US News & World Report quoted me in Here’s What We Know About Donald Trump’s Trust Fund. It opens,
With all the talk about how Donald Trump will be handling his vast business empire as he assumes the presidency, some questions were finally answered this week, and this much is clear: Donald Trump is putting his business assets in a trust.
“Through the trust agreement, he has relinquished leadership and management of the Trump Organization to his sons Don and Eric, and a longtime Trump executive, Alan Weiselberg,” says Sheri Dillon, a lawyer for the president-elect.
But what does that mean?
What is a trust to begin with? A trust is a legal structure with three main parties: The trustor, trustee and beneficiary. The trustor gives another party, the trustee, the right to manage the specified assets for the benefit of its designated beneficiaries.

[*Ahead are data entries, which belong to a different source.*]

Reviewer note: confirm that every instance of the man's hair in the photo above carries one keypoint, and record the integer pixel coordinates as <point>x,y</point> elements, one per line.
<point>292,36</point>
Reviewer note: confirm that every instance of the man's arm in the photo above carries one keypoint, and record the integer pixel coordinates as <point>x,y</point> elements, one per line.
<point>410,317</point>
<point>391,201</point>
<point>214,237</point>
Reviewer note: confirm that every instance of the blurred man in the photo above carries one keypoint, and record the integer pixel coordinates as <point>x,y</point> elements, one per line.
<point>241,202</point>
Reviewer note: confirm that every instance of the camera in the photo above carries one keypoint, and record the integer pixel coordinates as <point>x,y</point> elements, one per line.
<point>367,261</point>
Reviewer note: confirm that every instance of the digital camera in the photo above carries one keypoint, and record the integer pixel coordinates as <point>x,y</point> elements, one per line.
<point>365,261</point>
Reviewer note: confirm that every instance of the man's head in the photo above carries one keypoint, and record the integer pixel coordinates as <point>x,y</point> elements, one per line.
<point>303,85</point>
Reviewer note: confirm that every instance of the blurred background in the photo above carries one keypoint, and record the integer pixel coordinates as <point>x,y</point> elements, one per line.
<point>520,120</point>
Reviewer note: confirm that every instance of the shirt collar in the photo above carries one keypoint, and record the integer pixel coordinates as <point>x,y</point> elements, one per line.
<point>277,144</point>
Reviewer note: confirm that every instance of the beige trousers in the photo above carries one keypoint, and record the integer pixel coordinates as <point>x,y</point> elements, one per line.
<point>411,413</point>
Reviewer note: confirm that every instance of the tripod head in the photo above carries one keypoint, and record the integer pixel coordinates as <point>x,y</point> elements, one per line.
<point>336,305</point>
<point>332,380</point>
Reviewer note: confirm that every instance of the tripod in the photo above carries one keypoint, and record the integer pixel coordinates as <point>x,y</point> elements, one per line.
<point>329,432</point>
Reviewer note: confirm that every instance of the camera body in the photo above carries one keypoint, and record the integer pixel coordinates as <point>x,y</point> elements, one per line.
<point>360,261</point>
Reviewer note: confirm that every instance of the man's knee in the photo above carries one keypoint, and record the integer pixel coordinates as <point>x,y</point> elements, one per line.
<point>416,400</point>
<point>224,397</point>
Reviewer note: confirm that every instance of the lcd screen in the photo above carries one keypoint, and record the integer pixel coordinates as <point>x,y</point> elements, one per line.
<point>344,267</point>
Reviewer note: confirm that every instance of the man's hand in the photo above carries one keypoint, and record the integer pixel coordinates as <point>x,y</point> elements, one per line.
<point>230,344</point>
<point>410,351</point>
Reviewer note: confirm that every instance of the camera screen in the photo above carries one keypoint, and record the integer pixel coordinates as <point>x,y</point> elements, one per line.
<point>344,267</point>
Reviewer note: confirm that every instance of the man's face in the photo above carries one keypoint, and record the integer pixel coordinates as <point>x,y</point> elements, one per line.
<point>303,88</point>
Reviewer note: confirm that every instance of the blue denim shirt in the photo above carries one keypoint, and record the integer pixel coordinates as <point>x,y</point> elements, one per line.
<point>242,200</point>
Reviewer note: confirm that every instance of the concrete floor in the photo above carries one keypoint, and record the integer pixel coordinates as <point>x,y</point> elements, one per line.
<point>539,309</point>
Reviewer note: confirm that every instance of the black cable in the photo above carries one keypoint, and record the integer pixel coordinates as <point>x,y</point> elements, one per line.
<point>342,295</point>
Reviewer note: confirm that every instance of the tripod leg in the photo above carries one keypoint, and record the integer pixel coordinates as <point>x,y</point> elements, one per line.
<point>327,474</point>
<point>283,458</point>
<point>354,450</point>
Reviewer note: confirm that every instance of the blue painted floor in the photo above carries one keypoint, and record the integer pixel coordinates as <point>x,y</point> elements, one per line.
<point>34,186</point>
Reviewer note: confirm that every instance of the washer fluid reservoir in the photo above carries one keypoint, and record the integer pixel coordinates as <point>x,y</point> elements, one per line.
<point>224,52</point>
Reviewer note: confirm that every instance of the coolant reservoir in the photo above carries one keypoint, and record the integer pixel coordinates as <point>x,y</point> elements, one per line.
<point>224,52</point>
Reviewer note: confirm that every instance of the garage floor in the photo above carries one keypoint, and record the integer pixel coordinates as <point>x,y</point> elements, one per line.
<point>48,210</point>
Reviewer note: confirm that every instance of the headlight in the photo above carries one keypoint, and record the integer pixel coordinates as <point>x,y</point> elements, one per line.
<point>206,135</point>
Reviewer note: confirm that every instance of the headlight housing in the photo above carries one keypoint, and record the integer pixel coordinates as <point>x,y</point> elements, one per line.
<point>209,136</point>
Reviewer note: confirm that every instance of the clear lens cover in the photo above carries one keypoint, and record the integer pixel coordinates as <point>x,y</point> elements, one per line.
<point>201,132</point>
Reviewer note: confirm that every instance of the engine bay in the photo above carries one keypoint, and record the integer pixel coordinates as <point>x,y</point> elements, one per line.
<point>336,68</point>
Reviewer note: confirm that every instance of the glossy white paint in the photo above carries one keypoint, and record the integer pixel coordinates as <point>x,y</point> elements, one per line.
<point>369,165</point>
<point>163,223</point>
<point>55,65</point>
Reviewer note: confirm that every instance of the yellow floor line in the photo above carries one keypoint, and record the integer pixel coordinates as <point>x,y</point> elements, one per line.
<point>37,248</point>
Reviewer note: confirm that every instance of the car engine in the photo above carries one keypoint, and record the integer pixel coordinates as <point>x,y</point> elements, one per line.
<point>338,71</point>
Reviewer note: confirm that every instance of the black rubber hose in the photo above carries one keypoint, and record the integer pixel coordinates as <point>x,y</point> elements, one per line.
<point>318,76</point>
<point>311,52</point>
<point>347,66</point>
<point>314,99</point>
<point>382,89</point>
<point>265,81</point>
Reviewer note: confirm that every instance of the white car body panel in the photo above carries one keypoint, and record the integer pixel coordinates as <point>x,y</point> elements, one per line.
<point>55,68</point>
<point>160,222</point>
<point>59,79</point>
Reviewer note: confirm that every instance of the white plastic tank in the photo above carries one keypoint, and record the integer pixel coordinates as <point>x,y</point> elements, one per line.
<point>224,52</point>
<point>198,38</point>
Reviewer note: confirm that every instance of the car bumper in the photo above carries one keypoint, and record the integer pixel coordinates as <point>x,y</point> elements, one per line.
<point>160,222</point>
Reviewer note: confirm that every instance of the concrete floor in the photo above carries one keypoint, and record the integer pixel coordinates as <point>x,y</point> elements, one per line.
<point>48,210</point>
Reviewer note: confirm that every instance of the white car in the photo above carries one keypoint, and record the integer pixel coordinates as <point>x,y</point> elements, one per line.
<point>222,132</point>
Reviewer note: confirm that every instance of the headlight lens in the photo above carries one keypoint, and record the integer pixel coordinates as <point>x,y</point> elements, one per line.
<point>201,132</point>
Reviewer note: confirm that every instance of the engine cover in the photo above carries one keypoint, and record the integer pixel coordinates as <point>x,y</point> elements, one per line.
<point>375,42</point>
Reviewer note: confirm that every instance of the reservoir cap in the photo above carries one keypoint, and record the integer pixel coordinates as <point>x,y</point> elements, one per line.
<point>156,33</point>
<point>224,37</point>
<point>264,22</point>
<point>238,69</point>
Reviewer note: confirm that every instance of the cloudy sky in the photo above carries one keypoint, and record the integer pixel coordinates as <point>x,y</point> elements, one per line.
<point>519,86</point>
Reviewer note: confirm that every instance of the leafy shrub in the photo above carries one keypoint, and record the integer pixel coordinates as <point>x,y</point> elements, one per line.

“According to Trump, his sons, Donald Jr. and Eric, as well as a business associate, would be the trustees. After transferring the assets to the trust, Trump could then be a beneficiary of the trust,” says David Reiss, professor of law at Brooklyn Law School. “The trustees administer the affairs of the trust on behalf of the beneficiaries. The beneficiary receives the income from the trust or the property within the trust.”
Trump has previously said his children will be the primary financial beneficiaries of the trust, but Trump made it clear that he planned on returning to the Trump Organization when his presidency is over. At that point, it’s possible Trump could have a fat check waiting for him, depending on the trust’s structure.
“The trust’s income or property could be doled out on an ongoing basis or deferred to some future point in time, depending on the terms of the trust,” Reiss says.